1. Le moyen de cassation annexé, qui est invoqué à l'encontre de la décision attaquée, n'est manifestement pas de nature à entraîner la cassation.
2. En application de l'article 1014, alinéa 1er, du code de procédure civile, il n'y a donc pas lieu de statuer par une décision spécialement motivée sur ce pourvoi.
EN CONSÉQUENCE, la Cour :
REJETTE le pourvoi ;
Condamne les consorts [K] et la société Le Cabanon aux dépens ;
En application de l'article 700 du code de procédure civile, rejette les demandes ;
Ainsi décidé par la Cour de cassation, première chambre civile, et prononcé par le président en son audience publique du seize février deux mille vingt-deux.

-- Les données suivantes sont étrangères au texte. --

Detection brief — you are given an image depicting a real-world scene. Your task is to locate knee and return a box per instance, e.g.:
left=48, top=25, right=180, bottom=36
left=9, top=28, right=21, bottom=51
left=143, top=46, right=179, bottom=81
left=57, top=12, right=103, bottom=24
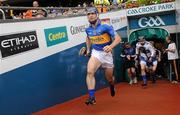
left=87, top=70, right=94, bottom=77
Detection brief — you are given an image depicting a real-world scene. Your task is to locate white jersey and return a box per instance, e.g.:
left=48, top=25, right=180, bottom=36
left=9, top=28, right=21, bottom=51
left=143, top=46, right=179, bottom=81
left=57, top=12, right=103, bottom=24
left=136, top=41, right=156, bottom=58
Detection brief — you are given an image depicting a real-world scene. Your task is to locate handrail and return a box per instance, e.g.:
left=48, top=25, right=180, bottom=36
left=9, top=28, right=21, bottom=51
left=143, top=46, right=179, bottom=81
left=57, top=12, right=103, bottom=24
left=0, top=6, right=48, bottom=16
left=0, top=9, right=6, bottom=20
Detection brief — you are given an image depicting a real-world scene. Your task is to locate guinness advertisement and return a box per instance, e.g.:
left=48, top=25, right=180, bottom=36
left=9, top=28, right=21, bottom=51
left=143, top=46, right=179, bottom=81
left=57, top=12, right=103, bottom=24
left=0, top=31, right=39, bottom=58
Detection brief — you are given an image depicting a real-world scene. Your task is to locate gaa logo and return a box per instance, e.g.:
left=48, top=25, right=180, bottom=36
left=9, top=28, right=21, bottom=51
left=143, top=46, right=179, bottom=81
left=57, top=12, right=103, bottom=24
left=138, top=16, right=165, bottom=28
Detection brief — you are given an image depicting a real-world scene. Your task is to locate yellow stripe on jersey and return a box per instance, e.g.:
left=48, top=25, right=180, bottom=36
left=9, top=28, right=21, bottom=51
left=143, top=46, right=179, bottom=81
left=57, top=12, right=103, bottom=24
left=89, top=33, right=111, bottom=44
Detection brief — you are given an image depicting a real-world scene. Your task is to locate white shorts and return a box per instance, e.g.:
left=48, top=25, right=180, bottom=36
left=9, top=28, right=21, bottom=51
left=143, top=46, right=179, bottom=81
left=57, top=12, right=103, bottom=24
left=91, top=49, right=114, bottom=68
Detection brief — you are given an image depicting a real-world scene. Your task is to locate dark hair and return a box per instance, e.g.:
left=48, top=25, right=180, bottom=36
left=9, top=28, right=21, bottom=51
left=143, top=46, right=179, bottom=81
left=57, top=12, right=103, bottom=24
left=167, top=36, right=172, bottom=41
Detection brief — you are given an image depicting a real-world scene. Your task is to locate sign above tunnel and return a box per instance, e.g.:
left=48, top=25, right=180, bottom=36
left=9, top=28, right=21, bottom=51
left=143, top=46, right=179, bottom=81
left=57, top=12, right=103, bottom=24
left=129, top=13, right=176, bottom=29
left=127, top=2, right=175, bottom=16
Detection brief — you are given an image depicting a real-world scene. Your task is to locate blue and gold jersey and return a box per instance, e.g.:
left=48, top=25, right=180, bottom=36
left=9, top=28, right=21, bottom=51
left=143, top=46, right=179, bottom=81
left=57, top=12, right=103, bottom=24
left=86, top=21, right=115, bottom=51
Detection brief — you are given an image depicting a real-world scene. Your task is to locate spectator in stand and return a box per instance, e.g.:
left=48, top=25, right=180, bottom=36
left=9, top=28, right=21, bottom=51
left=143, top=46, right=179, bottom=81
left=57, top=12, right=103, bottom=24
left=23, top=1, right=45, bottom=19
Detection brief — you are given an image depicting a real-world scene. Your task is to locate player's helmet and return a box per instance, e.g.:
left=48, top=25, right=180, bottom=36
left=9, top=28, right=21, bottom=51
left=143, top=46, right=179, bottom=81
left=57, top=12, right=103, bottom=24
left=87, top=7, right=98, bottom=14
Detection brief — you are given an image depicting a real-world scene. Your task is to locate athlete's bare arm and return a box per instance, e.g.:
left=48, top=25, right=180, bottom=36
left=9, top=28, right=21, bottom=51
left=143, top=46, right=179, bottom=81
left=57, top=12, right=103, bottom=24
left=86, top=37, right=91, bottom=54
left=103, top=34, right=121, bottom=53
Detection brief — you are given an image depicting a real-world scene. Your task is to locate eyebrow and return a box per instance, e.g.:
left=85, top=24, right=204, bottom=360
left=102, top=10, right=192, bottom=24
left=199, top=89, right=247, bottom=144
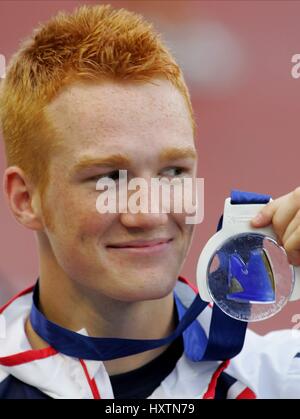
left=72, top=147, right=197, bottom=173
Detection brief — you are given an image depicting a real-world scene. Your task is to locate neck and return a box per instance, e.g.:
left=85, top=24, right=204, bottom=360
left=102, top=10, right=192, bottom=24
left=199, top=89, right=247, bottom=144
left=25, top=240, right=176, bottom=375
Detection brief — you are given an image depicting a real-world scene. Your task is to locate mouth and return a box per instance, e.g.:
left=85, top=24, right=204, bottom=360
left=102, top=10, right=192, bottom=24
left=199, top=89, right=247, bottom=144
left=106, top=238, right=173, bottom=254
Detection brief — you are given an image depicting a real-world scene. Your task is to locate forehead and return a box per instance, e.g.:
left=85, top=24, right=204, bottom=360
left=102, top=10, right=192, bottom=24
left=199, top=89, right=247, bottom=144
left=47, top=80, right=193, bottom=163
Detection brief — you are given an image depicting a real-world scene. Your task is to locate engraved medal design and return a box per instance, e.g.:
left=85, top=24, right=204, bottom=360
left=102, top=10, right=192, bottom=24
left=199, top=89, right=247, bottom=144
left=207, top=233, right=294, bottom=321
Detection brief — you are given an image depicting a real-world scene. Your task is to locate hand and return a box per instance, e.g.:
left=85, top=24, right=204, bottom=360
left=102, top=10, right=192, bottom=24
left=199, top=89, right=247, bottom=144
left=251, top=187, right=300, bottom=266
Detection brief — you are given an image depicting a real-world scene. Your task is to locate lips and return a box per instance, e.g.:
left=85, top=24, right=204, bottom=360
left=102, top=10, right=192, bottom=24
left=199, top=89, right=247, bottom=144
left=107, top=238, right=173, bottom=249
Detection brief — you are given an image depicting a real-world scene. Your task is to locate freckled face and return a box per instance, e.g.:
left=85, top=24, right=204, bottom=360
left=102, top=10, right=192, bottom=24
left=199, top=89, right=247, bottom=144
left=43, top=80, right=196, bottom=301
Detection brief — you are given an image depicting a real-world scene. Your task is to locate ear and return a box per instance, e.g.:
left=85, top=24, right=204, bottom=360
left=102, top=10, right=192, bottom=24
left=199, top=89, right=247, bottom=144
left=3, top=166, right=43, bottom=231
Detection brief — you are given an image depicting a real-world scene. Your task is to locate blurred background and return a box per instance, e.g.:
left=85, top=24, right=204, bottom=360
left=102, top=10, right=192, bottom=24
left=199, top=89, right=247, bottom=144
left=0, top=0, right=300, bottom=333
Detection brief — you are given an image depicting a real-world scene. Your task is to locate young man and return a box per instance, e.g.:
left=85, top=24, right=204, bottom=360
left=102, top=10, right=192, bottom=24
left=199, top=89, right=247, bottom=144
left=0, top=6, right=300, bottom=398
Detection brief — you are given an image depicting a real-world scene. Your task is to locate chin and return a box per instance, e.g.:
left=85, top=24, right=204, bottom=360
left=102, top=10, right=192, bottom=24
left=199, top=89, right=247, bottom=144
left=113, top=276, right=177, bottom=302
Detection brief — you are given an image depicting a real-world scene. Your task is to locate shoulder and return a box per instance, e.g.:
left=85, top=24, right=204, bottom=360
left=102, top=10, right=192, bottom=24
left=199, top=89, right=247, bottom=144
left=228, top=330, right=300, bottom=398
left=0, top=369, right=50, bottom=400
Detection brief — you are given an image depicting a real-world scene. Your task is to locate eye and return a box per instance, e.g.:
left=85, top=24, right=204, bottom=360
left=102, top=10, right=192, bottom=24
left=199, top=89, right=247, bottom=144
left=162, top=167, right=187, bottom=177
left=87, top=170, right=120, bottom=182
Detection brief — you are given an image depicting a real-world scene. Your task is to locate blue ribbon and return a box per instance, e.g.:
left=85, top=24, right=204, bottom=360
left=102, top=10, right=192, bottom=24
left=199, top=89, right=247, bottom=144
left=30, top=191, right=270, bottom=361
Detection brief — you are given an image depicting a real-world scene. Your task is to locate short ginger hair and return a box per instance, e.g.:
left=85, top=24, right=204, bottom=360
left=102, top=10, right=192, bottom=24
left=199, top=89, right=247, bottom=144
left=0, top=5, right=195, bottom=190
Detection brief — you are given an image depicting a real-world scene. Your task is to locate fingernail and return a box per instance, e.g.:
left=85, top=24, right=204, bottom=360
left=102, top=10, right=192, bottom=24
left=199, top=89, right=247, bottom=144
left=253, top=212, right=263, bottom=224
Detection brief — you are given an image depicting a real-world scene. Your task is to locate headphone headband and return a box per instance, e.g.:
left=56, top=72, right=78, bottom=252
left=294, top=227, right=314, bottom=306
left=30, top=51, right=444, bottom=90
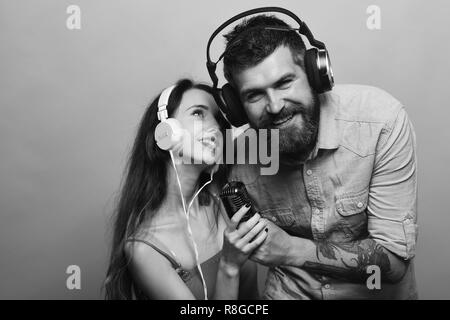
left=158, top=85, right=176, bottom=122
left=206, top=7, right=326, bottom=86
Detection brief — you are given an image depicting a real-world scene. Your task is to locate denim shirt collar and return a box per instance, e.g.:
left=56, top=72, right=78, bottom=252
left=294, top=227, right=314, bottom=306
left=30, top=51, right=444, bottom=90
left=309, top=93, right=341, bottom=160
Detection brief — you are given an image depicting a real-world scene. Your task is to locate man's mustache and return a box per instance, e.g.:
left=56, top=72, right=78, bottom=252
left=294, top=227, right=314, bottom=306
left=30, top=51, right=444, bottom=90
left=260, top=104, right=308, bottom=128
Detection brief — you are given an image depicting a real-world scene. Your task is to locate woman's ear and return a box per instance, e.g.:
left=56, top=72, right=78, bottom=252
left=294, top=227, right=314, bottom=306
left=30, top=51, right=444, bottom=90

Le conseiller referendaire rapporteur le president
Le greffier de chambre
MOYEN ANNEXE à la présente décision
Moyen produit par la SCP Lyon-Caen et Thiriez, avocat aux Conseils, pour les consorts [K] et la SCI Le Cabanon
Les consorts [K] et la SCI LE CABANON FONT GRIEF à l'arrêt attaqué d'avoir jugé que l'acte d'apport du 28 mai 2014 était constitutif d'une fraude paulienne, et d'avoir déclaré cet acte inopposable à la société Banque Populaire Méditerranée ;
1° ALORS QUE le créancier agissant en inopposabilité d'un acte à titre onéreux sur le fondement de la fraude paulienne doit démontrer que cet acte est à l'origine d'un appauvrissement pour son débiteur, ou qu'il a porté atteinte à ses possibilités de recouvrer sa créance ; qu'en retenant en l'espèce, s'agissant de l'atteinte au pouvoir de recouvrement du créancier, que la substitution de parts sociales à la quote-part indivise sur l'immeuble était de nature à rendre plus difficiles pour la banque les possibilités de recouvrer sa créance par licitation, après avoir pourtant constaté que la garantie Oseo parallèlement souscrite par le prêteur interdisait à celui-ci de pratiquer une saisie sur l'immeuble servant de résidence principale à M. [K], ce dont il résultait que la substitution d'une quote-part de la propriété indivise de cet immeuble insaisissable par des parts sociales saisissables n'était pas de nature à préjudicier au créancier, la cour d'appel n'a pas tiré les conséquences légales de ses propres constatations, en violation de l'article 1167 ancien du code civil ;
2° ALORS QUE les motifs hypothétiques équivalent à un défaut de motifs ; qu'en ajoutant, s'agissant d'un éventuel appauvrissement du débiteur, que la substitution de parts sociales à la quote-part indivise sur l'immeuble « pouvait diminuer son patrimoine », la cour d'appel a statué par un motif hypothétique, en violation de l'article 455 du code de procédure civile ;
3° ALORS QUE le créancier agissant en inopposabilité d'un acte à titre onéreux sur le fondement de la fraude paulienne doit en outre démontrer la complicité des autres parties à cet acte ; qu'en s'abstenant de vérifier en l'espèce que Mme [Z] [S] et la SCI Le Cabanon, autres parties à l'acte d'apport, avaient volontairement participé à la fraude dont M. [K] se serait rendu coupable ou avaient à tout le moins connaissance du préjudice ainsi causé à son créancier, la cour d'appel a privé sa décision de base légale au regard de l'article 1167 ancien du code civil.